Training and Inference Optimization
This page maps the core engineering stack behind modern model training and inference systems. The goal is not buzzword familiarity. The goal is operational judgment.
PyTorch
PyTorch is still the default execution layer for modern model training. You need to understand tensors, autograd, nn.Module composition, dataloaders, checkpointing, and distributed wrappers. Even when higher-level frameworks appear, serious debugging still drops you back into raw PyTorch.
Distributed training
Once models or datasets grow, single-device training stops being enough. You need to understand data parallelism, tensor parallelism, pipeline parallelism, gradient synchronization cost, checkpoint sharding, and fault recovery. Distributed training is not just “more GPUs”, it is systems engineering under bandwidth constraints.
Mixed precision
Mixed precision cuts memory usage and increases throughput, but only if you understand numerical stability. You should know fp16, bf16, loss scaling, gradient overflow, accumulation precision, and when fp32 fallback is necessary.
LoRA / PEFT / fine-tuning
Most real teams do not pretrain from scratch, they adapt existing models. You need to understand full fine-tuning versus PEFT, rank selection, target modules, optimizer state cost, and why a base model that is mismatched to the task can make LoRA look worse than it really is.
Inference optimization
Inference is where product reality hits model ambition. Throughput, latency, prompt length, batching strategy, quantization, memory reuse, and cache policy all matter. Training gets headlines, but inference cost determines whether a product survives.

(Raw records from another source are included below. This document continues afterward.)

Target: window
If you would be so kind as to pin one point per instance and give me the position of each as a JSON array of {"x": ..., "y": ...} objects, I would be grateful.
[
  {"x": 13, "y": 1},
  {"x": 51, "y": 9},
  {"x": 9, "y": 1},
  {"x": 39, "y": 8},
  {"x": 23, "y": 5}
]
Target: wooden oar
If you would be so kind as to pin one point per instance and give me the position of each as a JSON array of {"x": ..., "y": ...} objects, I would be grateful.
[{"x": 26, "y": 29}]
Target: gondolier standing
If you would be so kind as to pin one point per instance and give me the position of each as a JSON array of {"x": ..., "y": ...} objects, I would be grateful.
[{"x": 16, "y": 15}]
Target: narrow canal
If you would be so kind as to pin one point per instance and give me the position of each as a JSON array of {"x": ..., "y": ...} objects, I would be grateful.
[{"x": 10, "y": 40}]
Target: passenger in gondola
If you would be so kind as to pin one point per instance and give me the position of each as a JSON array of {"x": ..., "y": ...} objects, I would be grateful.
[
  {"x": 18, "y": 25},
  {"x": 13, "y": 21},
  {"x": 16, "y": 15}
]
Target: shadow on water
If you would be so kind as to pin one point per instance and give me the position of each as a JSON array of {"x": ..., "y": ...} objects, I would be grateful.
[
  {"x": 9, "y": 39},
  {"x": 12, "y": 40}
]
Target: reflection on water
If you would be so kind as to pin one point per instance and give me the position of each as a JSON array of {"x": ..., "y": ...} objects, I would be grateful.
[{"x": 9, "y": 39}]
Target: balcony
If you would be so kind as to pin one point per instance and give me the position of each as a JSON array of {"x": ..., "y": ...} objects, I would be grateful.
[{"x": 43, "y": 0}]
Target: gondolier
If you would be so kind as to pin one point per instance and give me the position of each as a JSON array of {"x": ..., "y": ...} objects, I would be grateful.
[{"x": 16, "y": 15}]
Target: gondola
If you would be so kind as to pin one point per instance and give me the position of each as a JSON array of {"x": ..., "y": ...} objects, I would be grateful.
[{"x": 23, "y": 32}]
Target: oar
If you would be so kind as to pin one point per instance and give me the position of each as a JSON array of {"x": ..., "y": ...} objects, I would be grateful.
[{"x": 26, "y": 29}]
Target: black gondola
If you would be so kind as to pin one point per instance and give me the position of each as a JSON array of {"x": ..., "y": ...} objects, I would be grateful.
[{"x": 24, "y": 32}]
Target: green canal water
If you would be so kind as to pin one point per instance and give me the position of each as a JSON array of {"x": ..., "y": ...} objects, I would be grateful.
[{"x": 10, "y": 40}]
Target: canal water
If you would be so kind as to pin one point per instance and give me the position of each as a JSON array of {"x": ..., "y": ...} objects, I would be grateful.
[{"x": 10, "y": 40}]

vLLM / tensor parallel / KV cache
Modern serving stacks like vLLM exist because naive autoregressive inference wastes memory and leaves GPUs underutilized. You need to understand paged attention, tensor-parallel layout, KV cache growth, and why long-context serving can become a memory bottleneck before it becomes a compute bottleneck.
Batching and serving
Serving is not just “host the model”. You need dynamic batching, queue control, timeout strategy, concurrency limits, admission control, and fallback behavior. A good serving system protects latency while preserving GPU utilization.
Profiling
If you do not profile, you are guessing. You should be able to inspect kernel time, dataloader stalls, host-device transfer overhead, memory peaks, layer hotspots, and token-per-second throughput. Profiling converts hand-wavy intuition into actual optimization work.
GPU memory management
Modern AI engineering is often memory engineering. You need to reason about activations, optimizer states, gradients, checkpoints, KV cache, fragmentation, sequence length, micro-batches, and memory offloading. A lot of “model scaling” is just learning how not to run out of VRAM.